Travailler sans pouvoir venir sur le campus se ressentait comment ? Et l’absence total d’évènements ?

  •  J : Le groupe de potes que j’avais à l’époque m’a vraiment poussé à bien bosser, on se retrouvait tout le temps dans les colocs des uns et des autres pour se motiver, se poser des questions sur telles ou telles séries.
    L’absence d’évènements sur le campus et à Lausanne en général (pas de bars ouverts, rien) était un peu pesante. La journée on n’avait rien de mieux à faire que de travailler, on s’est rendu compte de l’aberration pendant notre deuxième année, avec le retour des events. Avec du recul je trouve que je travaillais beaucoup trop. C’était un stress constant, des journées sans pause. Ça m’a pas du tout donné le rythme sain de travail avec un équilibre classique divertissement/ études que j’ai trouvé plus tard.

Retour sur expérience

Est-ce que vous vous souvenez d’un moment particulier de cette période, une anecdote ?

  • P: Anecdote pas très marrante mais très importantes pour donner du contexte à mes propos : j’étais déjà dans une période difficile avant toute cette période. J’avais commencé à  voir un psy en janvier ayant été diagnostiqué dépressif.

    Le lockdown m’a encouragé, comme beaucoup d’autres, à m’isoler.

    Avant le confinement ma psy me répétait sans cesse de sortir, de voir des gens… Avec les annonces du gouvernement nous obligeant à rester chez nous j’ai été bien content ! J’avais enfin une bonne raison de rester dans ma chambre [rires].
    J’ai par la suite changé de psy, c’était un peu particulier mais les consultations zoom marchaient bien ! Je ne peux que recommander aux gens hésitant à consulter des psy français à distance de passer par zoom (pour des raisons d’assurance maladie -ndlr).

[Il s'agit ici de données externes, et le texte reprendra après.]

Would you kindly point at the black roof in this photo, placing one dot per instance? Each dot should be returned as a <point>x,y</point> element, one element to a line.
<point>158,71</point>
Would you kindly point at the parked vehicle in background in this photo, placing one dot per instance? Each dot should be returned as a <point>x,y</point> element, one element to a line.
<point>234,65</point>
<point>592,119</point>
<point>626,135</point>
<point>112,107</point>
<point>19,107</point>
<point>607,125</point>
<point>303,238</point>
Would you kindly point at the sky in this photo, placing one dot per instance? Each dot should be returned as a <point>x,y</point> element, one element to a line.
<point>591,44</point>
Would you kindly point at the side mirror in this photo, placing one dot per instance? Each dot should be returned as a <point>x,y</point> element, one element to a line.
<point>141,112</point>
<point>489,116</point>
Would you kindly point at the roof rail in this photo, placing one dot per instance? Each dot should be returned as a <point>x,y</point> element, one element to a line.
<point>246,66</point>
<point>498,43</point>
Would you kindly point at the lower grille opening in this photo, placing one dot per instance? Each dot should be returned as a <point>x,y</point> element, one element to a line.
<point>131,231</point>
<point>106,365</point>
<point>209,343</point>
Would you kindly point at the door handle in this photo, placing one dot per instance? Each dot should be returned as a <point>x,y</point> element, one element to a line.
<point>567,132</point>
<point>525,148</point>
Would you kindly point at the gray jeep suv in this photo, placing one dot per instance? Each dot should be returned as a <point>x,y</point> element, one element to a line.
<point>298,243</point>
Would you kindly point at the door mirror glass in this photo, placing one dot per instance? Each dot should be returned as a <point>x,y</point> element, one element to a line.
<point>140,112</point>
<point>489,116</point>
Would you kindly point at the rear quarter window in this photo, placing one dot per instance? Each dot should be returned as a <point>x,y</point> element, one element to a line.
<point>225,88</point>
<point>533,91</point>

  • N: Qui dit covid dit beaucoup de temps sur les réseaux sociaux, c’était l’âge d’or du meme sur les différent comptes insta epfl. Il y a aussi eu des groupes FB de chaque modulo se partageant des memes dans un esprit de compétition « quel modulo est le mieux ? ».
    On avait aussi pris l’habitude de se faire des faux certificats covid, les labos de tests étant complètement saturés…
    Concernant la vie associative, tout le monde travaillait aveuglément, pensant que l’évènement allait se dérouler envers et contre tout. Puis tout était annulé et tout le monde pleurait. Triste époque.

    Nous nous efforcions de maintenir comme on le pouvait la vie associative.

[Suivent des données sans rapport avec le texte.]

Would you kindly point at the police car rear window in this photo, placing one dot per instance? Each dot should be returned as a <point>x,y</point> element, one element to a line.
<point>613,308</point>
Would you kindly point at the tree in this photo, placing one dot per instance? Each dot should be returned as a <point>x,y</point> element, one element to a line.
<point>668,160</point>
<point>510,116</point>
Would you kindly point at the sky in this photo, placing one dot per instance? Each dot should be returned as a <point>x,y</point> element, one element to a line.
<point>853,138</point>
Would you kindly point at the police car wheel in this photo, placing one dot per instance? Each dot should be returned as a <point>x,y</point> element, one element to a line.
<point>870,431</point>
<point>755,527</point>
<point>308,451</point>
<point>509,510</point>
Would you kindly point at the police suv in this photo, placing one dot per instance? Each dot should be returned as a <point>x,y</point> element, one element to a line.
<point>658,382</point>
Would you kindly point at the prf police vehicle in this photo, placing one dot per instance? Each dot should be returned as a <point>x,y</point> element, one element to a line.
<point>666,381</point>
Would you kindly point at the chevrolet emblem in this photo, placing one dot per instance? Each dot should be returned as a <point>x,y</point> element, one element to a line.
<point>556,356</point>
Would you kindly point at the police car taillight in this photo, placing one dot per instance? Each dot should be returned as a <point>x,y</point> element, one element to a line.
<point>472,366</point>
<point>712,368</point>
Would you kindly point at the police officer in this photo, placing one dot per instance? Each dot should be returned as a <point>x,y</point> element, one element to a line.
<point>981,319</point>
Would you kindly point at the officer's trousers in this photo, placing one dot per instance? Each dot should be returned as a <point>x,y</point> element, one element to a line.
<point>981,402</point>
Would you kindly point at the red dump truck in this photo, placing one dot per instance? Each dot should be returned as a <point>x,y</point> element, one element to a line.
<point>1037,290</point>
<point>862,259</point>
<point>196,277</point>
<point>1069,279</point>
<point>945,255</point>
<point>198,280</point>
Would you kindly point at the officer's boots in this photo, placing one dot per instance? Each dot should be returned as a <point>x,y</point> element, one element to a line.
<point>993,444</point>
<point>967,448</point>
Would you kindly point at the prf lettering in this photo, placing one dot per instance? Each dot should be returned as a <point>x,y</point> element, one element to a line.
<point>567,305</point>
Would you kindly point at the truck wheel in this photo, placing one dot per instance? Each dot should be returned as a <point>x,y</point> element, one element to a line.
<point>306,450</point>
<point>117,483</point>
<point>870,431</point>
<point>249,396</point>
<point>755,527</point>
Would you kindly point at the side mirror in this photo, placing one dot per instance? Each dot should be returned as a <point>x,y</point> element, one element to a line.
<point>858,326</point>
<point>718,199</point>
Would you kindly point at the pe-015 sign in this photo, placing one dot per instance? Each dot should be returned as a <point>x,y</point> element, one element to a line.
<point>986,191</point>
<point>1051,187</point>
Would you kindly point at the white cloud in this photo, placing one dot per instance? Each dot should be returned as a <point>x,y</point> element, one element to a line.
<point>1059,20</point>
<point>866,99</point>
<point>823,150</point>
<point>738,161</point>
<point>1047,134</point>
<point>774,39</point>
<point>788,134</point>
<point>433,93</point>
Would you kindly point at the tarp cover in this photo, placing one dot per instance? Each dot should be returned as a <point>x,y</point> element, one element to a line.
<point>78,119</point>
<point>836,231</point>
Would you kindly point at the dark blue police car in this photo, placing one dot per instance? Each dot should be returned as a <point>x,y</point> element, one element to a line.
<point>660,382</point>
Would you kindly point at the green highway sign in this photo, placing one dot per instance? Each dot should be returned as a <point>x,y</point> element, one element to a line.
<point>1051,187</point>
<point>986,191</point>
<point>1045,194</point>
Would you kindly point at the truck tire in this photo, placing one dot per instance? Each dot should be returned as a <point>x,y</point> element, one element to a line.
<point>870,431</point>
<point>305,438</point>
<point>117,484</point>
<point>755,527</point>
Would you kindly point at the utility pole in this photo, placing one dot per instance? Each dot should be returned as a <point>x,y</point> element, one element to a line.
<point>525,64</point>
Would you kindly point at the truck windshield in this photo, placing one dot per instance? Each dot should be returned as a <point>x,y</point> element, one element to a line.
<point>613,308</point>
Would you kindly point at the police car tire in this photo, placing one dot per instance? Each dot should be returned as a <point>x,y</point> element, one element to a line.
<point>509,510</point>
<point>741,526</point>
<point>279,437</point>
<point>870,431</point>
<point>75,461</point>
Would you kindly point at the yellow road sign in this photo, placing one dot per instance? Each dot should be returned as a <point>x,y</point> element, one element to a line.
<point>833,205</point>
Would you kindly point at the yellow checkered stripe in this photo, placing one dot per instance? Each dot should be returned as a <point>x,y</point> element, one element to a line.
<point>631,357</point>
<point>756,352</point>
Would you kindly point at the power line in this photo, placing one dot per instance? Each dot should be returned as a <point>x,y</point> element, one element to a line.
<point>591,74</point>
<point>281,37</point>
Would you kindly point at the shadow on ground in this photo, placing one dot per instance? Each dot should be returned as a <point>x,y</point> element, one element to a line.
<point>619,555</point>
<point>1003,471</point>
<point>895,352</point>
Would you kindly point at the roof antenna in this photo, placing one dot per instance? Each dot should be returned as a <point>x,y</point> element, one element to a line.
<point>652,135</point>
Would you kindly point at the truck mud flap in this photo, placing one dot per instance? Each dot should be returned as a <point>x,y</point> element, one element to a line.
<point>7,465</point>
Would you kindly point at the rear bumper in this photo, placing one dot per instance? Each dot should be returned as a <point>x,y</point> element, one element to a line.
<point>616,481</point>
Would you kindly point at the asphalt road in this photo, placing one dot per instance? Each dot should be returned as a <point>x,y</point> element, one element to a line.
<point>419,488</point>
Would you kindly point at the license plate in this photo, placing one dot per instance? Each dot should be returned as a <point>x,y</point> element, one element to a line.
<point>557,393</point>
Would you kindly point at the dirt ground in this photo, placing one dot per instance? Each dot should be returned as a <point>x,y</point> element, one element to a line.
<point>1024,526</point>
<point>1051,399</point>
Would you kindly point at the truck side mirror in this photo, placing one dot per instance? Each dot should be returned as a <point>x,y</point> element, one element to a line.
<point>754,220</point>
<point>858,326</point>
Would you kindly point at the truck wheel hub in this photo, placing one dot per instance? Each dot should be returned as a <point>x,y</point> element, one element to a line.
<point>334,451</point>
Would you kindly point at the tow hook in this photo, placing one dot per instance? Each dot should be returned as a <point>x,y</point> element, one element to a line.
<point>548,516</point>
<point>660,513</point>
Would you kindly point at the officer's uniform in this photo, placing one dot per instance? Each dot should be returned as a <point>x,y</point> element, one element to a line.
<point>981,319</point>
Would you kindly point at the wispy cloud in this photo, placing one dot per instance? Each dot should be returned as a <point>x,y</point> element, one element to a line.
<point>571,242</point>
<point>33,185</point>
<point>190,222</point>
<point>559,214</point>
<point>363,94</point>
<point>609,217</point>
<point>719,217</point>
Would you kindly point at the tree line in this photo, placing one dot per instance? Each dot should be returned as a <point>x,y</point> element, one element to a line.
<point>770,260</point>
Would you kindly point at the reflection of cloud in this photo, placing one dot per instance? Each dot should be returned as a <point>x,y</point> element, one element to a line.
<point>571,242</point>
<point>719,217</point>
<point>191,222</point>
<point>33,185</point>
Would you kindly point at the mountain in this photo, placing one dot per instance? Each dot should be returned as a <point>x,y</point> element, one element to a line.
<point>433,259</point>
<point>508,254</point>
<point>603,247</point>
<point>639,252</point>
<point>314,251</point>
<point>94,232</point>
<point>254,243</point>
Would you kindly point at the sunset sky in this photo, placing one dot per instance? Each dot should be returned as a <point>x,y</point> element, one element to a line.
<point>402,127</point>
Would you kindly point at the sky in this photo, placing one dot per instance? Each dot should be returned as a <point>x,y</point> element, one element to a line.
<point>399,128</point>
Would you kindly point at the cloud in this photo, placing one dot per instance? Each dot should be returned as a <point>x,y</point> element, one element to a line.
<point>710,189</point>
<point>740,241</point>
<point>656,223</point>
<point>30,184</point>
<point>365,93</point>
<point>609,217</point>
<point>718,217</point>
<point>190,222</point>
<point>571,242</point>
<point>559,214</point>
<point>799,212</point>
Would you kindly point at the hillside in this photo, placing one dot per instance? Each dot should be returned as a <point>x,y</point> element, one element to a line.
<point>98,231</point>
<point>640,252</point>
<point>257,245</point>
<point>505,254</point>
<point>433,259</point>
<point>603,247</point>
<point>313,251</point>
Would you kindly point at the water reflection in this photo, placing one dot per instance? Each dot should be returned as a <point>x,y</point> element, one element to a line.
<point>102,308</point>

    Certains faisaient des jeux sur les réseaux sociaux, Artepoly avait carrément modélisé un musée virtuel !

  • T: J’ai des potes qui sont partis en vacances quasiment tout le semestre d’automne 2021 en allant dans les maisons de vacances des uns et des autres. Avec mes amis on projetait de faire la même chose mais n’étant pas tous français c’était impossible. Finalement on a pas bougé du Rolex…

Et après, quand les choses sont à peu près redevenues normales, qu’est ce qui est resté ?

  • P: Pour moi la plus grosse différence c’est ma façon d’organiser le travail en groupe. C’est beaucoup plus simple de bosser en groupe sans se voir désormais ! J’ai ressenti autour de moi un énorme changement là-dessus. J’ai l’impression qu’aujourd’hui encore, ne pas être dispo en présentiel n’est plus un facteur limitant.
  • N: Comme dit précédemment, le principal changement réside dans l’abandon total des cours en présentiel.

    Avec le covid nous avons appris à travailler avec des vidéos, absorbant des quantités d’informations en accéléré.

    Le retour en présentiel a été très difficile au niveau de la concentration en amphi. Regarder un professeur parler à deux à l’heure était évidemment moins attirant qu’un cours plié en 1h défilant à toute allure !

  • T: J’ai vraiment appris à travailler pendant le covid : vidéo x2 – bosser en bibli – organiser son planning soit même –en fait ce qui m’est resté c’est la liberté de gestion du temps.

    Encore aujourd’hui je travaille principalement de mon côté avec le matériel disponible en ligne.

    J’ai vraiment eu du mal avec le retour en amphi, c’était pour moi inenvisageable de revenir en arrière après avoir bénéficié d’autant de flexibilité dans mes semestres. Mon entourage pourrait dire la même chose, sur une dizaine de cours on n’en suit qu’un ou deux en présentiel.

*Par souci d’anonymat les prénoms ont été modifiés.